Das ist a) ein aktiver Forschungsgegenstand, das ist auch eine der zentralen Fragen die zur Gründung dieses Helmholtz-Instituts geführt haben. Das heißt, darauf gibt es keine definitive Antwort, sondern es ist eine Arbeit im Fortschritt, um es mal so zu sagen. Aber man kann mit Fug und Recht sagen, dass fast alle Prozesse, die diesen Planeten überhaupt für uns bewohnbar machen, mit der Biodiversität an Land und im Meer zusammenhängen: der Sauerstoff den wir atmen, das Klima, dass wir hier haben, hängt alles von biologischen Prozessen ab und wir wissen für fast alle dieser biologischen Prozesse, dass sie mit der Diversität der Organismen, die diese Prozesse hervorrufen, gekoppelt sind. Das heißt, wenn man bedenkt, dass 50% unseres Sauerstoffs ungefähr ihren Ursprung im Plankton des Meeres haben, kann man sich ausrechnen, dass wenn wir diese Lebensgemeinschaften massiv verändern es auch zu Funktionsveränderungen kommen wird. Es gibt also eine direkte Kopplung. Das trifft auch für Ernährung zu, Fischfang ist zum Beispiel direkt an diese Primärfunktion gekoppelt, also diese Prozesse haben einen direkten Einfluss auf uns.

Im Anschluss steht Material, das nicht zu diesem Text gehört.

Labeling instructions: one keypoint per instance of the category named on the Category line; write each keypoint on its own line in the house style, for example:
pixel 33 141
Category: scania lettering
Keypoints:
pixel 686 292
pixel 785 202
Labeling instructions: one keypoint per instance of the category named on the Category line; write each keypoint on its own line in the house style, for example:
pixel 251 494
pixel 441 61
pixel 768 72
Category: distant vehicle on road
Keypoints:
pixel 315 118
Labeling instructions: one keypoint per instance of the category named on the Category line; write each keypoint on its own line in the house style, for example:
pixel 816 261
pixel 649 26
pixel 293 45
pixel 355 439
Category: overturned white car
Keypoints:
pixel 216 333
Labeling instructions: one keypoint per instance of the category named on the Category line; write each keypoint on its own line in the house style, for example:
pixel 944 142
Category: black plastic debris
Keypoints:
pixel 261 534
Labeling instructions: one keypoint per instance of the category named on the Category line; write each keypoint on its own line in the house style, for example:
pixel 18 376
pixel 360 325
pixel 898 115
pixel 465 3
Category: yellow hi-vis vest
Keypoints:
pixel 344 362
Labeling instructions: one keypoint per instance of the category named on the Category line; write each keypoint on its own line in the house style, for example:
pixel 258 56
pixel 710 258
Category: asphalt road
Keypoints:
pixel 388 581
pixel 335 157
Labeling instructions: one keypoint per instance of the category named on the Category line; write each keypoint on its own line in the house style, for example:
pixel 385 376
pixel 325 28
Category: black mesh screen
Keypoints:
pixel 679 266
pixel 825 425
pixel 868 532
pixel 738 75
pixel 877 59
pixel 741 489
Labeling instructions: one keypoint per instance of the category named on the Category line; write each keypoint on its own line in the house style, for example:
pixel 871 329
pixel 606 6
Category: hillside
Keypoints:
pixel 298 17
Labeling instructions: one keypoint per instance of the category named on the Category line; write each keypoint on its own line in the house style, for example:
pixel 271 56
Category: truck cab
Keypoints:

Sehen Sie einen Zusammenhang zwischen Pandemien und Biodiversitätsverlust?
Den gibt es sicherlich und es gibt auch einige Studien, die das sehr, sehr klar zeigen. Die Verringerung von Lebensräumen, die dadurch erhöhte Kontaktrate von Tieren, und damit natürlich auch den Pathogenen dieser Tiere, und den Menschen, trägt sicher neben der Globalisierung, also der Veränderung des Waren- und Personenverkehrs, sehr stark zur Wahrscheinlichkeit bei, dass solche Pandemien auftreten. Und es gibt Artikel, die im Prinzip sowas ähnliches wie Corona fast 1:1 vorhersagen. Und es ist eine eigentlich eine logischen Konsequenz aus diesen Umweltveränderungen.
Warum trägt die Verringerung von Lebensräumen so sehr zur Wahrscheinlichkeit für Pandemien bei?
Die Wahrscheinlichkeit, mit der ein tierisches Virus auf den Menschen überspringt und sich dort verbreitet, gibt es eine Reihe von potenziellen Einflüssen. Vereinfacht kann man sagen dass das
Übertragungsrisiko steigt wenn der Kontakt häufiger ist. Durch ein vermehrtes Eindringen der Menschen in die Lebensräume steigt das Risiko, wenn dann noch direkter Kontakt zu Wildtieren wie auf Wildtiermärkten hinzu kommt, wird dieses Risiko weiter steigen.